Dans la forêt tropicale panaméenne, un papillon nocturne rare se pose sur un système photographique automatisé, attiré par une lumière ultraviolette alimentée par l’énergie solaire. Clic! Les capteurs de mouvement s’activent, et l’appareil prend une photo de l’insecte, qui vient s’ajouter à un catalogue d’enregistrements qui ne cesse de s’enrichir.
C’est alors que les algorithmes d’apprentissage automatique conçus par David Rolnick sont mis à contribution, analysant les photos afin d’identifier les espèces connues.
Alors que les changements climatiques menacent d’extinction un nombre croissant d’espèces, il est primordial de surveiller les insectes, explique l’informaticien de l’Université McGill, qui est également membre de l’Institut québécois d’intelligence artificielle : Mila.
« La moitié des espèces sont des insectes. Par conséquent, si la biodiversité nous tient à cœur, nous devons nous soucier de leur sort », souligne David Rolnick. Parmi eux, les papillons nocturnes dont divers animaux se nourrissent et qui pollinisent de nombreuses cultures destinées à l’alimentation humaine.
C’est pourquoi le chercheur a collaboré avec des entomologistes à la mise au point d’un « piège à caméra » assisté par l’IA, un outil qui permet aux spécialistes dont les ressources sont limitées de surveiller les espèces à grande échelle (en anglais seulement), d’analyser rapidement les changements dans leur répartition et de cibler les populations les plus vulnérables afin de leur assurer une protection.
« Ces algorithmes peuvent identifier avec efficacité des milliers d’espèces qui se trouvent à un endroit donné, explique David Rolnick. Ils n’ont jamais besoin de se reposer. Ils peuvent analyser des millions de photographies et sélectionner celles qui sont les plus intéressantes. »
À présent, David Rolnick élabore d’autres algorithmes capables de repérer d’éventuelles nouvelles espèces en plus de suggérer comment les classer. Toutefois, la surveillance des insectes n’est qu’un des nombreux projets qui occupent David Rolnick et son équipe internationale, composée de 30 chercheurs et chercheuses en intelligence artificielle.
Suivre la croissance des cultures en temps réel grâce à l’apprentissage automatique
L’équipe de David Rolnick collabore également avec des partenaires de la NASA Harvest et du projet Céréales du monde (WorldCereal) de l’Agence spatiale européenne afin de comprendre l’incidence de l’évolution des conditions météorologiques sur les rendements agricoles.
« Ce sont les exploitations agricoles du monde entier qui souffrent le plus de l’incidence des changements climatiques », explique David Rolnick. Son équipe conçoit donc des outils d’IA afin de suivre les cultures en temps réel au moyen de l’analyse de l’imagerie satellitaire. Ce faisant, de nombreux défis techniques doivent être relevés pour faire en sorte que le logiciel soit rapide, précis et applicable à tous les types de cultures dans le monde.
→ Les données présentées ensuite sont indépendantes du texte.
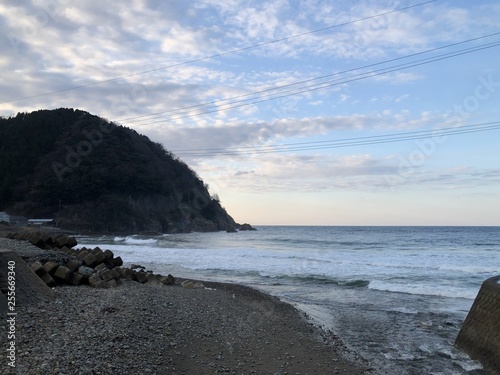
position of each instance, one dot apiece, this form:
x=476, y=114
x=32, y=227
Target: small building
x=40, y=222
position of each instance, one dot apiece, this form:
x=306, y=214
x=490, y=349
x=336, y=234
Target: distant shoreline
x=170, y=329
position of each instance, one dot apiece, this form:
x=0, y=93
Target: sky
x=293, y=112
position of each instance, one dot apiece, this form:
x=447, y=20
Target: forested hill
x=90, y=174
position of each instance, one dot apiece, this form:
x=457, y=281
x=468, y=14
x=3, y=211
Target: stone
x=50, y=267
x=128, y=273
x=106, y=275
x=99, y=256
x=86, y=272
x=168, y=280
x=246, y=226
x=111, y=283
x=48, y=280
x=198, y=285
x=63, y=273
x=153, y=279
x=118, y=262
x=141, y=277
x=94, y=280
x=187, y=284
x=109, y=254
x=89, y=260
x=77, y=279
x=82, y=254
x=117, y=272
x=73, y=265
x=38, y=268
x=37, y=241
x=100, y=267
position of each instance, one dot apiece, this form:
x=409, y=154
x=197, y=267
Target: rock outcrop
x=89, y=174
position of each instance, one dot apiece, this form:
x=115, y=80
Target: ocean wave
x=134, y=240
x=426, y=290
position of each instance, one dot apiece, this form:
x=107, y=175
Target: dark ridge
x=90, y=174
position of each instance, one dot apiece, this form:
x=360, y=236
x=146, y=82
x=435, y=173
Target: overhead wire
x=216, y=106
x=218, y=102
x=257, y=45
x=339, y=143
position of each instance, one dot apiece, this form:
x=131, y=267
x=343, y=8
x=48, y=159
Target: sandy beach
x=157, y=329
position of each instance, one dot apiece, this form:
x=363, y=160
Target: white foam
x=422, y=289
x=140, y=241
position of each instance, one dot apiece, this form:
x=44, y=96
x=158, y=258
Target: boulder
x=118, y=262
x=187, y=284
x=50, y=267
x=89, y=260
x=86, y=272
x=64, y=273
x=246, y=226
x=109, y=254
x=73, y=265
x=168, y=280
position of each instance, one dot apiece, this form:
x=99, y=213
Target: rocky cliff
x=90, y=174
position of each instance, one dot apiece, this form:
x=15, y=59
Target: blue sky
x=231, y=87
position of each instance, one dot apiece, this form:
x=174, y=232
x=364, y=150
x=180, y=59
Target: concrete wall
x=480, y=333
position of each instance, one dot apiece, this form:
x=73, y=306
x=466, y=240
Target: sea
x=396, y=296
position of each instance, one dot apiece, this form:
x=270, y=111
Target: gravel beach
x=157, y=329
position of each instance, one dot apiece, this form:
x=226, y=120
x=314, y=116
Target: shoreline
x=156, y=329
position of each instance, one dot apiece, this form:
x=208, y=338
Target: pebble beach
x=138, y=328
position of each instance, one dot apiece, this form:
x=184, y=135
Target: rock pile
x=95, y=267
x=44, y=240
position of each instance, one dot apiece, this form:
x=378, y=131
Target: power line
x=258, y=45
x=219, y=101
x=289, y=90
x=340, y=143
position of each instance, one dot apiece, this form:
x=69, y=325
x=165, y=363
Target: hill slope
x=90, y=174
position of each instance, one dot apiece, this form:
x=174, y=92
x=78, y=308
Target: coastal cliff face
x=92, y=175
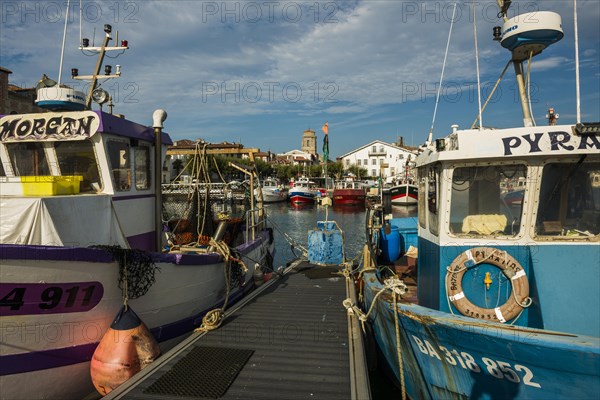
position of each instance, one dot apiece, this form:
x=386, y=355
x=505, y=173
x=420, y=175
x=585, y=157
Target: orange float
x=125, y=349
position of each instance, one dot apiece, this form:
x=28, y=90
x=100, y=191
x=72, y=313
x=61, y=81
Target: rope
x=398, y=348
x=477, y=67
x=437, y=98
x=212, y=319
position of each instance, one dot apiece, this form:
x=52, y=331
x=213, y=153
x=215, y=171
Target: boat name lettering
x=498, y=369
x=48, y=298
x=558, y=141
x=512, y=28
x=51, y=126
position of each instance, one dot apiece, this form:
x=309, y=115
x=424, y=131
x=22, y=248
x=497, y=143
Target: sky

D’autres projets portent sur l’élaboration de meilleurs modèles d’évolution du climat, l’optimisation des réseaux de distribution d’électricité et la découverte de catalyseurs chimiques permettant de produire des carburants tels que l’hydrogène à partir de l’électricité.
Concevoir des solutions d’IA pratiques et évolutives
Selon David Rolnick, il est très gratifiant de tirer parti des innovations informatiques afin de trouver des solutions à d’importants enjeux de société. Après avoir ciblé des problèmes que les algorithmes existants ne peuvent résoudre, il collabore avec les utilisatrices et utilisateurs finaux afin d’en développer de nouveaux.
« Ce n’est pas comme si on proposait à notre clientèle une solution clé en main, explique-t-il. Il s’agit de la concevoir ensemble à partir de la base. »
L’objectif est de créer des outils pratiques qui peuvent être facilement déployés partout et utilisés à grande échelle. Et c’est ici que l’équipement financé par la FCI jouera un rôle déterminant, fournissant une plateforme permettant de tester et de mettre en œuvre différentes solutions.
« Notre travail va au-delà de la recherche, explique le chercheur. Nous devons également construire des outils qui puissent être réellement utilisés. »
La FCI nous permet d’élaborer des algorithmes à grande échelle qui sont exploitables par des utilisateurs et utilisatrices du monde entier. Sans ce soutien, nous ne pourrions pas mener nos activités à l’échelle qui est la nôtre. »
– David Rolnick, Université McGill
Le projet de recherche présenté dans cet article est également financé par CIFAR, Mitacs et le Conseils de recherches en sciences naturelles et en génie du Canada.